Ковач посмотрел прямо в глаза Марку.

— Я дам тебе возможность выползти из-под каблука Клары. Ты снова посетишь шоу «Семья», но теперь не в качестве наблюдающего. Ты будешь влиять на ход событий в этой семье с помощью различных сигналов, регулируя поведение наших «актёров» по собственному желанию. Ты ведь не хочешь, чтобы Кристина плакала, верно?

— Нет, конечно же, не хочу.

— Ну вот. Ты сможешь управлять ими, словно марионетками. Ты станешь полноправным хозяином их судеб. Ты будешь говорить их голосами, делать что-либо их руками, а вскоре научишься даже влиять на их мысли. Спустя некоторое время беспредельная власть над этими людьми изменит тебя и твоё отношение к жизни до такой степени, что ты сам себя не узнаешь. Ты станешь решителен и смел, напорист и быстр, словом, нечего объяснять, ты меня прекрасно понимаешь.

— Да, я понимаю, но… Я ведь лишу их свободы.

— О, Марк, к чему эти сентиментальные бредни! — Ковач закинул ногу за ногу и подозвал официанта, чтобы заказать ещё пива. — Свобода! Да знаешь ли ты, Марк, что такое свобода? Человек — это стадное животное, которое только и мечтает о том, чтобы его кто-нибудь лишил этой самой свободы. Да все, даже самые высокие человеческие чувства — любовь, например, — разве это не ущемление прав объекта любви, не ограничение его свободы? Ну что, согласен, Марк?

— Согласен, — нерешительно сказал Марк, — но…

— Ну, вот и хорошо, — воскликнул Ковач, словно не услышав этого «но». — Моделирование житейских ситуаций — это, я полагаю, единственный выход для тебя. — Ковач достал очередную сигарету и предложил закурить Марку. — А теперь я расскажу тебе об основных шагах, которые ты обязан сделать для того, чтобы добиться успеха.

Ковач достал из внутреннего кармана ручку и блокнот и протянул Марку:

— Записывай.

— Не стоит, я запомню.

— Нет, пиши, это чрезвычайно важно, — настаивал Ковач.

Марк приготовился записывать, а Ковач начал диктовать.

— Пять ступеней к успеху. Записал?
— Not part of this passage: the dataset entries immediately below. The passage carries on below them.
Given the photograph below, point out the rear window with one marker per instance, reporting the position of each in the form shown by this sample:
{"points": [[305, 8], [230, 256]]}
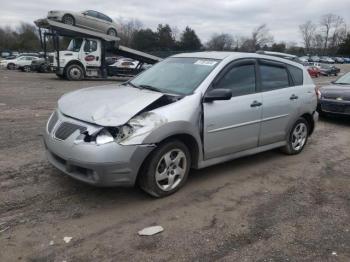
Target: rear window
{"points": [[273, 77], [297, 75]]}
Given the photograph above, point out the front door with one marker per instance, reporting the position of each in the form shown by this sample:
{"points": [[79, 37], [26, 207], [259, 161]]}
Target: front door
{"points": [[233, 125], [280, 97]]}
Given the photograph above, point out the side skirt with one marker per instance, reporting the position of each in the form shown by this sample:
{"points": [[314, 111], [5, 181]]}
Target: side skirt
{"points": [[221, 159]]}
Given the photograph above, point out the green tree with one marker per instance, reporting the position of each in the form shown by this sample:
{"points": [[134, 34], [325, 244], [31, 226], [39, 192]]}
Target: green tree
{"points": [[189, 40]]}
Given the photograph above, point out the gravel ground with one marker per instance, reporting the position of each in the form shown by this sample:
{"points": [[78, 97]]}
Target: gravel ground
{"points": [[267, 207]]}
Итак, первая ступень — серьёзное отношение к делу. Это, кстати, касается не только моделирования, а применимо к любой жизненной ситуации. Надеюсь, подробнее объяснять не надо?

— Нет, с первой ступенью всё понятно.

— Отлично. Тогда вторая ступень — быть готовым ко всему. Ты должен научиться предвидеть все неожиданные события и заблаговременно к ним подготовиться.

— А разве это возможно? — удивился Марк.

— Конечно, — уверенно ответил Ковач. — А когда ты этому научишься, то легко выполнишь следующее необходимое условие. Записывай, третья ступень — полный контроль ситуации. Никакой паники, никаких лишних эмоций, только хладнокровное и методичное продвижение вперёд.

— А если что-нибудь пойдёт наперекосяк?

— Вот ты и должен сделать так, чтобы не пошло. Не волнуйся, ты быстро всему научишься, главное не робеть, не расслабляться и в точности следовать инструкции. Помни, что пять ступеней разработали лучшие психологи Европы.

Ковач промочил горло пивом и продолжил:

— Четвёртая ступень — цель. Ты ни на мгновение не должен забывать, зачем тебе всё это нужно, иначе можно просто сбиться с пути и завести себя в тупик.

— Ну, это-то понятно. А пятая?

— Непрестанное самосовершенствование. Моделированию нужно помочь, и оно само заставит тебя стать лучше, твёрже и сильнее. Ты должен полностью подчинить себя ему, а его себе. Я думаю, что ты справишься, Марк.

— Ты уверен?

— Конечно. Всё, что ты хочешь получить от этого шоу, ты получишь. А знаешь, почему? Потому что каждый найдёт в нём то, что ищет, увидит то, что хочет увидеть.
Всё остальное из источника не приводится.